Katy lived on a farm outside Hawthorne, and she and her husband had spent many summers in England. She told Bill she had been to every pub in Cornwall described in Bill Bryson’s book.
Bill said he enjoyed approaching Katy with a line of poetry and hearing her respond with the whole poem. So: “Look on my works, ye Mighty, and despair!” was greeted with “Ozymandias!” and ten more lines.
When Bill looked astounded, she said softly, “Bill, you don’t know Shelley?”
A year and a half after I became “the videotape lady,” I had 15,000 videos to deal with for several sales in a row. It was a bit overwhelming: My table would be stacked up like I was building a videotape mansion.
I still liked it, though, and got repeat customers at the sales and learned what kinds of things different people liked. I have since turned the table over to a newer, fresher volunteer.
As Billie once said, “There is no amount of money I would take for this job.”
But there are, of course, other things.
I liked it when Joann, who is not a Southerner like me but from rural Wisconsin, agreed with me one day in the kitchen that she didn’t care for mountains because “you might fall off.” I had always thought I was crazy to think that and mostly kept it to myself.
It’s one reason I like living in Florida.
Elizabeth once said, in a conversation about our constant space problem, “You can always fit in one more book.”
And you can, if you’re clever.
We are all constant recyclers.
For most people, this was a habit long before it became fashionable. Boxes that contained donations are broken down and used to soak up the water that flows down the ramp into the Bookhouse during a heavy rain.
If I have sweets in the house that are tempting my constantly dieting husband, I take them to the Bookhouse.
People have no problem with a partially eaten peach cobbler, red velvet cake or the like.
Sue loves dogs. She calls her two “the kids.” She asks me about my new former stray (“How’s the girl?”) and shows me pictures of her dogs over the ages. She’ll take in dogs nobody else wants.
There are several husband-and-wife teams. They may work together or, in the case of Bob, become a regular volunteer after Joann, his wife, passed away.
I became friendly with one of the husband-and-wife teams, Johnny and Mary, after I realized they reminded me of my relatives.
One winter, Johnny brought in carton after carton of grapefruits because he and Mary and their kids and grandkids and neighbors couldn’t eat them all. The problem had started when he threatened a nonproducing tree with a chainsaw the summer before.

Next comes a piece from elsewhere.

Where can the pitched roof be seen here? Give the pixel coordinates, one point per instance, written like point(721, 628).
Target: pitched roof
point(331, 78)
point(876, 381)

And then there are the treasures.
Everybody has a story: the Civil War-era newspaper found behind the frame of a donated painting; the money found inside books (the record is $870); the prized videotape, tied down in a copyright dispute, unavailable on DVD and hard to find; or the out-of-print children’s book.
Sometimes the things that are given to us by mistake can be traced back to the owner and returned, but not always.
My own favorite moment was when Jim pulled a letter out of a book and discovered it was written by Lindbergh.
That would be THE Lindbergh.
Jim was awestruck, and everyone working nearby ran over to see what it was and to hold it. It was typed on that vellum-type paper you would use if you were doing the sets for an old movie, and there at the bottom was the signature.
Twice every year, one of my favorite moments is just before the sale begins at 9 a.m. on Saturday.
The shelves are artfully arranged, the aisles are clear, the smell of old books fills the air, volunteers pace with anticipation, the line outside is buzzing. A half hour later, it is complete pandemonium but exciting nevertheless.
The fall sale starts on Oct. 27 and lasts five days, ending this year on Halloween. It will be one of the most rewarding things you do this semester, I guarantee it.